Generating a marketing plan for a nonprofit is a daunting task, to say the least. Content strategy is an easy process that will help you figure out who you are marketing to, and how to talk with them in a way that motivates them to take action.
Our 2016/17 brandUP Awardee is Root & Rebound, an amazing organization that helps guide reentry for formerly incarcerated people and their families. They recently launched an online training hub, which needed an effective marketing strategy to build awareness for this incredible new tool.
Since Root & Rebound already has exceptional branding, we focused this project on helping them create a build a strong and holistic content strategy that would serve as a foundation for the marketing communications going forward.
We’ll break the process into simple steps below.
What is content strategy?
Put simply, content strategy is a way that you organize content and messaging across your marketing channels to appeal to specific audiences, supporters or potential supporters. By analyzing your audiences, you can create compelling content that will motivate them to take some kind of action.
I began my career as a teacher and school administrator, so that informs the way we approach content strategy to a large degree.
As a whole, Rootid’s approach to Communications is more about helping our clients authentically educate their stakeholders and constituents, rather than advertise to them.
“ … a tendency to optimize for reactions, leading to a world of content candy stores, rather than informational organic produce.” – Jon Crowley
Effective content strategy is not just defining your audiences and how you are going to ‘tell them stuff,’ it is thinking more holistically—taking into consideration who they are, what they like to do, what they want from you and then, finally, what you want from them.
A strong content strategy puts the core values of your organization at the center and then pairs them with the needs of your stakeholders and constituents.
So what is the process for developing content strategy? We break it down into steps below.
Identify Your Audiences
When starting a content strategy project with clients, we begin by asking them to identify all of the types of people their organization interacts with. By defining those people and considering their worldviews, personalities and lives (what they like to do in their free time, what they value, etc.) we are then able to group them by similarities.
Build Your Personas
Persona is just a fancy way to say you are grouping your audience members by what motivates them and then creating a ‘faux’ person/profile to represent those wants and needs. Once you know who your personas are, you can start building scenarios of how best to introduce, educate and inspire.
For Root & Rebound, we found the audiences who would be using, talking and supporting their online training hub fell into three categories/personas, which we named: ‘Motivated Second Chancers & Their Loved Ones,’ ‘Community Connectors,’ and ‘Inspired Contributors.’ Each of these groups would approach their Reentry Training Hub in a unique way, so they would need to be addressed accordingly.
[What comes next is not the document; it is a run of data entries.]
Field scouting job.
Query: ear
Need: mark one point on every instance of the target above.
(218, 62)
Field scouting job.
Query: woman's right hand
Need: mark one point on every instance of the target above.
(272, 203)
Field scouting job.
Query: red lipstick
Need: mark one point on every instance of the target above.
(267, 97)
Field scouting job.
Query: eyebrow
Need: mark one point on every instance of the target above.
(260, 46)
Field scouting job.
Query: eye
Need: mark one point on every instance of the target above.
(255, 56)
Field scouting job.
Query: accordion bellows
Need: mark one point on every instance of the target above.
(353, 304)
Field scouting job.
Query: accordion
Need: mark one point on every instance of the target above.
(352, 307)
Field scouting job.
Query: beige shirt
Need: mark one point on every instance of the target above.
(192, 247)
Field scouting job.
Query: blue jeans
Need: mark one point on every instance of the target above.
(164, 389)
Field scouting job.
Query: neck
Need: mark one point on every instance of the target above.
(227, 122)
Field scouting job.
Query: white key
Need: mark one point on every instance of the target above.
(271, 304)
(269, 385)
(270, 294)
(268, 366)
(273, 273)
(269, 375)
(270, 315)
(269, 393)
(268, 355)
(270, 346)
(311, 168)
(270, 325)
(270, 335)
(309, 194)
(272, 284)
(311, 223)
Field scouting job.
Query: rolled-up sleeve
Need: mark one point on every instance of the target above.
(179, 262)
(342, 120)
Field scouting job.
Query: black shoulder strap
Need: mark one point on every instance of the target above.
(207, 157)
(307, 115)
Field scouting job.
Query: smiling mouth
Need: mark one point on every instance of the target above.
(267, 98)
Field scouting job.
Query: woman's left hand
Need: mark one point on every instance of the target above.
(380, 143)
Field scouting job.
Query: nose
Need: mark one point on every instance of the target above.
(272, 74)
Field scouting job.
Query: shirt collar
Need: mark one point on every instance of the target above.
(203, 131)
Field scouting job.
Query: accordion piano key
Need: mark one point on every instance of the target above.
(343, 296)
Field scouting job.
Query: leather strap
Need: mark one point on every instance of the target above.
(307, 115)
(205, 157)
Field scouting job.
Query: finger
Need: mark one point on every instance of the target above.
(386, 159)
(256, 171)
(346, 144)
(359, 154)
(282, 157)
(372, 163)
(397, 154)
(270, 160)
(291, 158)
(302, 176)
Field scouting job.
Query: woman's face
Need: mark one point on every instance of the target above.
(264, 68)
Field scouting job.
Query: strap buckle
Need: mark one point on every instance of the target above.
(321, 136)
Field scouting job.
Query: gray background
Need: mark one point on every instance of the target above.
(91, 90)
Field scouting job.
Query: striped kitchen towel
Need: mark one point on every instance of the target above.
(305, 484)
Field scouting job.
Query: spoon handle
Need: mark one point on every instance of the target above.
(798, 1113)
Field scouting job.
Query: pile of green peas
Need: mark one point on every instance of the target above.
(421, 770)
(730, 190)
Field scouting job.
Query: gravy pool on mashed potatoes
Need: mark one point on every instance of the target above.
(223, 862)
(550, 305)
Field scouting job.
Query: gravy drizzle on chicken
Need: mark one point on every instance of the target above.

Remember, a good content strategy is about connecting the needs of your audience with your core values. Just like establishing a new friendship, it can not be about an agenda, but rather a relationship.
Defining a User Journey
Once you know who your personas are, give them names and personalities so you can interact with them as real people—individuals with hopes, dreams, motivations and needs of their own. The journey is how you guide one such person from unaware of your organization to a loyal brand advocate.
For example, we named Root & Rebound’s ‘Community Connector’ persona Marco and laid out an example journey that a person like him might experience:
Marco is a social worker in Los Angeles at a large anti-poverty nonprofit. His low-income clients (many of whom have records) are looking for access to basic needs, including housing, healthcare, and employment. He is 4 years into his career and is both passionate and excited to help his clients in any way he can. Marco is frustrated/limited by the traditional approach of his work—he sees patterns and cycles in reentry and reincarceration, so he’s is looking for creative ways to support and energize his clients.
Marco is a member of Los Angeles Reentry Regional Partnership and one day through the listserv, he heard that a group called R&R was coming down to deliver a day training on reentry legal barriers to support practitioners and personally impacted people. Marco attends the training, learns about the reentry training hub and begins using it to quickly find specific information for his clients every day. He orders wallet cards and postcards to have in his office so he can easily share them with clients and colleagues. He also follows R&R on social media, sharing posts about various topics to help educate his friends and family.
Write Your Stories
Now that we know who our personas are, what motivates them and how they learn about our organization, we develop content that would interest them at the various stages of their journeys. For example, an article that Marco might want to read when he first learns about Root & Rebound will often be different than what he will share with friends, family and colleagues once he knows R&R is a thought-leader and trusted resource.
Build Your Assets
As mentioned above, Marcos requested wallet cards and postcards from R&R. He also started sharing articles on social media with friends and family. (These assets need to be created, but now we know they are grounded in a thoughtful and authentic strategy rather than a ‘build it and they will come’ approach.)